The therapy uses the folate receptors on cancer cells as a sort of front door by pairing a substance attracted to the receptors with a chemotherapeutic agent too toxic to be given systemically, said Dr. Sharad Ghamande, Chief of the Section of Gynecology Oncology at Georgia Health Sciences University.
Large numbers of folate receptors typically indicate the most aggressive ovarian cancers, as well as a variety of other cancers such as breast, lung and kidney.
The combination, called EC145, delivers a Vinca alkaloid directly inside cancer cells, improving effectiveness while reducing side effects particularly in women who overexpress folate receptors. A similar approach of pairing the folate ligand, which is attracted to the receptor, with a drug that makes those receptors glow, enables physicians to see how many folate receptors are present and who would be the best candidates for this treatment.
“We think this offers women with platinum-resistant disease a well-tolerated, effective treatment at a time when other drugs have failed them,” Ghamande said. “We hope it will give them more quality time to meet important milestones, such as seeing a grandson graduate from high school.” He noted that the strategy likely could enable targeted delivery of other drugs.

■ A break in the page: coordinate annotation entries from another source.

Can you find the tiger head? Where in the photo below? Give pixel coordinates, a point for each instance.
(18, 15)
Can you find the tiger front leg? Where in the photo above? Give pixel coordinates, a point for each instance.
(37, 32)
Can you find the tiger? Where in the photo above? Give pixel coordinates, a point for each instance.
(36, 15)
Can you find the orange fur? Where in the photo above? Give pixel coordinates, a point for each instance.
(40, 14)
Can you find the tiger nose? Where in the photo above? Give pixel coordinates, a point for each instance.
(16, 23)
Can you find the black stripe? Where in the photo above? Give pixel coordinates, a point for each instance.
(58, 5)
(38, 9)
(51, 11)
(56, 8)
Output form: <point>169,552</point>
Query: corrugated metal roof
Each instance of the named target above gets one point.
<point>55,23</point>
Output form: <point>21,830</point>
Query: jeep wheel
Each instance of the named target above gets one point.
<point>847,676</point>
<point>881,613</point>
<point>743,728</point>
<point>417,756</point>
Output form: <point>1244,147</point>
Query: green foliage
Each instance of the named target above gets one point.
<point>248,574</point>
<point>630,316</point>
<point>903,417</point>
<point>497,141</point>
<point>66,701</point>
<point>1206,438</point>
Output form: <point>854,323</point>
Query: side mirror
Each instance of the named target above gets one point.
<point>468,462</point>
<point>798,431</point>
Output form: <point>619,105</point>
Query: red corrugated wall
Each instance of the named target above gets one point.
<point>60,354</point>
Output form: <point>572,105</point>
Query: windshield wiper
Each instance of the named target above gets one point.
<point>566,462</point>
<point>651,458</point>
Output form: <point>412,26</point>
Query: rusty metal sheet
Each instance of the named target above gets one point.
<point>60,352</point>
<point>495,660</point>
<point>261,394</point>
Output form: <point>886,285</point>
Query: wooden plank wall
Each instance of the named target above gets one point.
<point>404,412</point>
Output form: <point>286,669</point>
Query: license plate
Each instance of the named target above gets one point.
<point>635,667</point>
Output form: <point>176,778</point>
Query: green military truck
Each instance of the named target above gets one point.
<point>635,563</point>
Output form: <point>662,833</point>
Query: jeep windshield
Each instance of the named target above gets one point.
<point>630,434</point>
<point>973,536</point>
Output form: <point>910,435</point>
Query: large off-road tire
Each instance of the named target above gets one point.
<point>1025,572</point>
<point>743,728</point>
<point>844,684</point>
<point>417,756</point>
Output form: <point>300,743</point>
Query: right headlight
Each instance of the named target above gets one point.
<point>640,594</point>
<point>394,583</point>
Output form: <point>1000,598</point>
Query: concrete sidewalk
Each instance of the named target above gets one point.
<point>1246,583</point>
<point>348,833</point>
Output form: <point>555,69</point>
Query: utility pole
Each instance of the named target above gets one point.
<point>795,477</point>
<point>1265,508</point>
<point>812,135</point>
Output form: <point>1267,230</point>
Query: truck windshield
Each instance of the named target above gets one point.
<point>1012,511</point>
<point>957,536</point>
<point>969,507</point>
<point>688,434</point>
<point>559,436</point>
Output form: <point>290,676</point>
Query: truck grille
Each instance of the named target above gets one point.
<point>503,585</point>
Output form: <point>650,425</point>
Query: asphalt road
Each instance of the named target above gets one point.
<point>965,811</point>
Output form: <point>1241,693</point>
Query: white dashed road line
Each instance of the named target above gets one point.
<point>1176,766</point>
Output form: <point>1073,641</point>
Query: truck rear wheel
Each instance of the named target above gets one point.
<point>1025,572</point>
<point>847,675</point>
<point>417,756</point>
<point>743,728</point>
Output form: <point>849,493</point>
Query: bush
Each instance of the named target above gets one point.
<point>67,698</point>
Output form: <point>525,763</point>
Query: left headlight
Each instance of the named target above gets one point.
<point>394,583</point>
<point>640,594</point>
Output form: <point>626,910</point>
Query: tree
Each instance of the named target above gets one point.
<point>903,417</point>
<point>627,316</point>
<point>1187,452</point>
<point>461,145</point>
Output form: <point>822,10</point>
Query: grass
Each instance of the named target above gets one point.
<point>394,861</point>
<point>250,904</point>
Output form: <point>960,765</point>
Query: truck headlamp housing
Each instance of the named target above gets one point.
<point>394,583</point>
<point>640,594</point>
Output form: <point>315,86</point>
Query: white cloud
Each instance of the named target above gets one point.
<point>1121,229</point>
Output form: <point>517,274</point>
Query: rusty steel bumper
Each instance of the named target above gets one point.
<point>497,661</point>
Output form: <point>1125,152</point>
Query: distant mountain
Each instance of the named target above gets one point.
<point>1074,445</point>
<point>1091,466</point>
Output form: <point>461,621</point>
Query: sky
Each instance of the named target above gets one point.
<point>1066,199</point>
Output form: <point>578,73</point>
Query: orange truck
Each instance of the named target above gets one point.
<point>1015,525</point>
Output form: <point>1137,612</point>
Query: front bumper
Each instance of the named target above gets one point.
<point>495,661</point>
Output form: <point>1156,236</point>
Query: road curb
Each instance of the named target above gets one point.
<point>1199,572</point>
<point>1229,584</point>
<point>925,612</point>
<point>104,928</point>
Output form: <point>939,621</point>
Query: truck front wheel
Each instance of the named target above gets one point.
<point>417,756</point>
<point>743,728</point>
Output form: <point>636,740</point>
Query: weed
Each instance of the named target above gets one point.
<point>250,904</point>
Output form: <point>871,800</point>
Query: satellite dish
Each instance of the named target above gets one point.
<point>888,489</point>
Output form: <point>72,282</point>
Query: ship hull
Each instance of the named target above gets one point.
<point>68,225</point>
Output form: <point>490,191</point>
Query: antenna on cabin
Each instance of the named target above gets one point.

Ghamande is presenting findings of the phase 2 clinical trial at an Oct. 27-29 meeting in Brussels of the European Organisation for Research and Treatment of Cancer-National Cancer Institute-American Society of Clinical Oncology Annual Meeting on Molecular Markers in Cancer. The study enrolled 149 patients at 65 centers in North America and Poland; GHSU was among the top enrollers.
Platinum-based drugs are the standard of care for ovarian cancer, which is typically diagnosed in the late stages because there is no good screening test, such as the Pap smear for cervical cancer. After surgery and a round of chemotherapy, most women go into remission, but it’s usually short-lived: about 70 percent of patients relapse within two years, Ghamande said. Physicians today often pair chemotherapeutic agents with biologic agents that bolster the immune response to try to improve outcomes. When women relapse or, inevitably, become platinum-resistant, they receive the chemotherapeutic agent Doxil.
The study compared, women receiving Doxil to those receiving Doxil as well as EC145. They found those with the most folate receptors on their cancer cells benefited the most from the new therapy: their progression-free survival went from 6.6 to 24 weeks, a 72 percent improvement from the standard therapy. “There is a proof of concept because the more you folate receptors you overexpress, the better you do,” Ghamande said.
Folate, or folic acid, is a B vitamin that is a basic component of cell metabolism and DNA synthesis and repair. Cancer cells, which are constantly multiplying and adapting, need more of it than healthy cells.
A larger Phase 3 study is underway internationally. The research was funded by Endocyte, Inc.